À ce stéréotype intemporel d’un Quichotte revu et nettoyé par la culture de masse, mais dont Brel sut tirer une figure ardente, il est permis de préférer dans son œuvre d’autres chansons par lesquelles Jacques, avec des prévenances de grand frère, sut accompagner les âges de nos existences. On cueille au fil de ces presque deux-cents titres un guide, ou un mode d’emploi, pour différentes saisons ou passions de la vie, de la naissance (Isabelle) à la mort (Le Moribond, Les Vieux, J’arrive, ou Vieillir). Plusieurs n’offrent que des tableaux cocasses ou crayonnés d’un trait gras, À jeun, Les Bonbons ou Les Bourgeois relèvent de la saynète, écrite pour le corps dansant de l’interprète qui s’y donnait à fond, « il faut bien que le corps exulte… ». Mais d’autres chansons, infiniment plus délicates, traitent de situations dont les protagonistes accèdent à une sorte de réconciliation ou de pardon des offenses (Le Moribond, La Chanson des vieux amants, Regarde bien petit…).

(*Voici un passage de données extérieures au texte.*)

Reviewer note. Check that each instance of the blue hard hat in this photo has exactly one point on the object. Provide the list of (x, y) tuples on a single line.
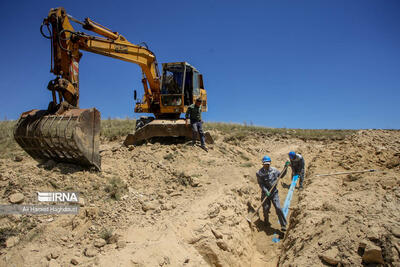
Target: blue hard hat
[(266, 160)]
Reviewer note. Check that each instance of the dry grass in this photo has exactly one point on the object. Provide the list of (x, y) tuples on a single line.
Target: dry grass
[(112, 129), (238, 132)]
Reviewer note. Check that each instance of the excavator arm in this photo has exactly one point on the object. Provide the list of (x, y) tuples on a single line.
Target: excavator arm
[(66, 46), (66, 133)]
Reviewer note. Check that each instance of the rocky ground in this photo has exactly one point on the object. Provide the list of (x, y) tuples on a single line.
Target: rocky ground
[(169, 204)]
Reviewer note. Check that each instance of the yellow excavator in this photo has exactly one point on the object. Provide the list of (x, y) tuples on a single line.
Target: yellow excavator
[(65, 133)]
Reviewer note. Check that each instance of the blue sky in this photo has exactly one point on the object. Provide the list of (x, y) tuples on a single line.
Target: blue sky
[(296, 64)]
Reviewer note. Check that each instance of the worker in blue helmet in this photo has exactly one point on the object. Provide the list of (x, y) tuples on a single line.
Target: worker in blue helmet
[(266, 178), (297, 164)]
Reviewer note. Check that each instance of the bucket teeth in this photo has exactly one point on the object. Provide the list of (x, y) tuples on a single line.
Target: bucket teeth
[(70, 137)]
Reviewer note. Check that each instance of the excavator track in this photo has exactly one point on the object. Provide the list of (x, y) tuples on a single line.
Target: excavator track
[(163, 128), (71, 137)]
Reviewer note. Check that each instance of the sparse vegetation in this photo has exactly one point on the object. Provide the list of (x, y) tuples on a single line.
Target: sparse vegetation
[(114, 128), (238, 132), (246, 165), (116, 188), (5, 233), (169, 156), (106, 234), (183, 179)]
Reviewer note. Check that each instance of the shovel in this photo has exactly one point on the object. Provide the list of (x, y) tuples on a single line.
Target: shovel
[(251, 215)]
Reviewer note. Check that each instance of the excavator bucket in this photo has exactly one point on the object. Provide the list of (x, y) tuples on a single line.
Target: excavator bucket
[(72, 136), (163, 128)]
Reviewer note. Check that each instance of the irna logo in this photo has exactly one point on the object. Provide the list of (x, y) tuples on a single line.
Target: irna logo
[(58, 196)]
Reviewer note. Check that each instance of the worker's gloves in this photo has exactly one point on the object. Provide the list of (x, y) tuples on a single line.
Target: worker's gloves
[(266, 192)]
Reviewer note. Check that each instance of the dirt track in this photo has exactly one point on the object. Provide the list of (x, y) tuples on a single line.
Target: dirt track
[(175, 205)]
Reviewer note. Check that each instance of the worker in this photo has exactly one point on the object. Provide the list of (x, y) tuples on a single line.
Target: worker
[(297, 163), (267, 177), (194, 114)]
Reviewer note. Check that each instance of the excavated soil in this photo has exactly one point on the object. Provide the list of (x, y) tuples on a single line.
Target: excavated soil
[(165, 204)]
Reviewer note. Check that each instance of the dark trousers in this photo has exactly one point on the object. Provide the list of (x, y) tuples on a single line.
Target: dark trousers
[(274, 198), (197, 127), (300, 173)]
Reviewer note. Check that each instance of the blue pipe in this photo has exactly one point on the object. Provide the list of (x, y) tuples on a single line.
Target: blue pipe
[(286, 205)]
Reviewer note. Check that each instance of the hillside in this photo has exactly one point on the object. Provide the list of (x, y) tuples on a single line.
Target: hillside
[(167, 203)]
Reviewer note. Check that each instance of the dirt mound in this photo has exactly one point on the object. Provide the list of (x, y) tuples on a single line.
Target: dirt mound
[(176, 205)]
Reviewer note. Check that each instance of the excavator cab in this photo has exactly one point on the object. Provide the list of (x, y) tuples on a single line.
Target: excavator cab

D’autres encore, inspirées par le sentiment de la nature, dilatent le chant à la taille du paysage et mêlent la voix aux bifurcations du plein vent, Le Plat pays (devenu véritable hymne national), Mon Père disait ou Les Marquises… C’est le moment de remarquer que Brel gagna son universalité sans renier ses racines mais en s’affrontant à des lieux rigoureusement situés, à commencer par Bruxelles et ces Flandres haïes et adorées jusque dans les paroles flamandes éparses dans ses textes.